Lavin, Mary, (1912-1996.) | Southern Illinois University Special Collections Research Center
Mary Lavin, author of exquisitely told short stories, was born in East Walpole, Massachusetts on June 11, 1912. When she was ten, her parents moved to Ireland. An only child, she felt a fierce childish resentment for what had always been home - New England. She began to love Ireland at age fourteen when the family moved to Bective House in County Meath where she spent many hours roaming the long dark passageways and lonely rooms reading Russian novels, acquiring a sensitivity that was never to leave her.

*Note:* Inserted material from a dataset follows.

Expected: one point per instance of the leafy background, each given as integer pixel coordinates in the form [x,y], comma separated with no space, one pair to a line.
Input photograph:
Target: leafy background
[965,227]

She was educated at Loreto Convent, Stephen's Green, Dublin, and the National University of Ireland at Dublin, where her M.A. thesis on Jane Austen won her first class honors. Though beginning a study of Virginia Woolf for her Ph.D., and attracted to the scene of literary activity, she never considered becoming a writer herself. As she related, "I still conserved a curious naivete - that literature was written by the dead. But one day someone spoke casually of having taken tea with Virginia Woolf. I was strangely struck by this information and all during the day from time to time I found myself wondering what Virginia Woolf was doing. It must have been when I realized that she might be at her desk writing that my mind finally made the connection between work and the hand that wrote it. I turned over the typescript of my thesis, which I was correcting at the time and wrote my first short story on it." Her first story, "Miss Holland" was awarded the James Tait Black Memorial Prize.
In September 1942 she married William Walsh, a lawyer, who later entered politics. They had three children. Following her husband's premature death, Ms. Lavin devoted her energies to running the farm, rearing her children, and like Jane Austen, continuing her writing on the kitchen table in the evening. Her stories have been published in the
The New Yorker,
and other fine magazines, as well as in collected volumes. She is also the author of two novels:
The House in Clew Street
Commended for her strength as a woman and as a writer of succinct stories, Ms. Lavin continued to write in Ireland. "In my life," she related, "writing never came first; now however, that my other tasks are nearly done I find my work is gaining in importance for me every day. This is perhaps because of the diminishing ratio between the stories left to write and the time left to write them."